Deshalb, so Welzig, ist es insbesondere die Aufgabe der akademischen Institutionen, dieses Wissen aufzuarbeiten und kostenfrei zur Verfügung zu stellen.
Dringender Aufholbedarf
Ein weiterer Grund für die dringende Notwendigkeit eines digitalen Wörterbuches: Es gibt derzeit kein Wörterbuch der deutschen Sprache, das den Wortschatz unseres Jahrhunderts ausreichend darstellt. Besonders deutlich wird dieses Defizit im Vergleich mit den Kultursprachen Französisch und Englisch.
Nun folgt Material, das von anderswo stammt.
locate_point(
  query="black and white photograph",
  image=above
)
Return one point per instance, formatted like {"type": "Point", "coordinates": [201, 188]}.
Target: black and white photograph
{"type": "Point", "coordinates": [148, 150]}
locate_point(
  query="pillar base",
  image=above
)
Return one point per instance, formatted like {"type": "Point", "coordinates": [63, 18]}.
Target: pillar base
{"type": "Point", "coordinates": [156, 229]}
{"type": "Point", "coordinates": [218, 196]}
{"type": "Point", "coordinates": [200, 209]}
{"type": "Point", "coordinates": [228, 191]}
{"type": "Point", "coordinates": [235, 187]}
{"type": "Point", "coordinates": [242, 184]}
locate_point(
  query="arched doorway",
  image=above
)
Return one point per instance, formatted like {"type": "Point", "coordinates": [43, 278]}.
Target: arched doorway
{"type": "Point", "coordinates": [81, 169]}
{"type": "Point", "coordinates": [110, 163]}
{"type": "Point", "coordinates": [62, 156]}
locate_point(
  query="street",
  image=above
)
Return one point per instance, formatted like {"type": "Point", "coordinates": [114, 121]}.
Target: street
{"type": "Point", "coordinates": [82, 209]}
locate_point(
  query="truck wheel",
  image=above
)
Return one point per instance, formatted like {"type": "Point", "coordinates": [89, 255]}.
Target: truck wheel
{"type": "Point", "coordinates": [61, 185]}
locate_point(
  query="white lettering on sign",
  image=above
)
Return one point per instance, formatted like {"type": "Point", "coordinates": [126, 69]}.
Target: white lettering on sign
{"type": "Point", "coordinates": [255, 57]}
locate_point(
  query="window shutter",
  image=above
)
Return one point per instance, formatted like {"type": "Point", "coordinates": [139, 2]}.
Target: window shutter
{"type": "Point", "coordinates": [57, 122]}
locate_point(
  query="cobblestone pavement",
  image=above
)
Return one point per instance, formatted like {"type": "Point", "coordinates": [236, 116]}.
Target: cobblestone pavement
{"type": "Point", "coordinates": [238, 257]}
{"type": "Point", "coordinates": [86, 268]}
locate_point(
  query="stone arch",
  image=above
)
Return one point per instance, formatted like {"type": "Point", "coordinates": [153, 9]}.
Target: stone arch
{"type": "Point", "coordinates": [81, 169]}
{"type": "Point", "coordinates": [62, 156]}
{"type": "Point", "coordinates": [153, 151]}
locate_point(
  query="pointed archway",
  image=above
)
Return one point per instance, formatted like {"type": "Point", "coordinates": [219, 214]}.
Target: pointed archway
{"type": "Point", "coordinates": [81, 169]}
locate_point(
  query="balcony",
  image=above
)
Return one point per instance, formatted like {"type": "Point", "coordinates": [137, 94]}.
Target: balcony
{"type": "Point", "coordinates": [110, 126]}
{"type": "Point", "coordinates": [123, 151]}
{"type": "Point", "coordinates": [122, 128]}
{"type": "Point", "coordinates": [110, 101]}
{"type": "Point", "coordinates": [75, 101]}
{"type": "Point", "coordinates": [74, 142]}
Während das umfassendste deutsche Werk, das Grimmsche Wörterbuch, die deutsche Sprache unseres Jahrhunderts fast nicht berücksichtig, bleiben im Duden Sprachentwicklung und Texte der ersten Jahrhunderthälfte weitgehend im Dunklen. Das neue digitale Wörterbuch hingegen soll neben dem 19. auch das gesamte 20. Jahrhundert berücksichtigen.
In zwei Jahren abrufbar
In zwei Jahren sollen die, von allen drei Akademien ausgewählten Texte online abrufbar sein. Laut Arbeitsplan sollen in der ersten Phase an die 100 Millionen "running words" erfasst sein. In einem zweiten Schritt wird der Textumfang um das Fünffache erweitert. Zum Schluss wird das Projekt eine Milliarde Textwörter enthalten.

Basierend auf dieser umfassenden Textsammlung aufbauend soll dann schließlich das digitale Wörterbuch der deutschen Sprache im Internet aufgebaut werden. Dies jedenfalls ist das erklärte Ziel der Wissenschafter.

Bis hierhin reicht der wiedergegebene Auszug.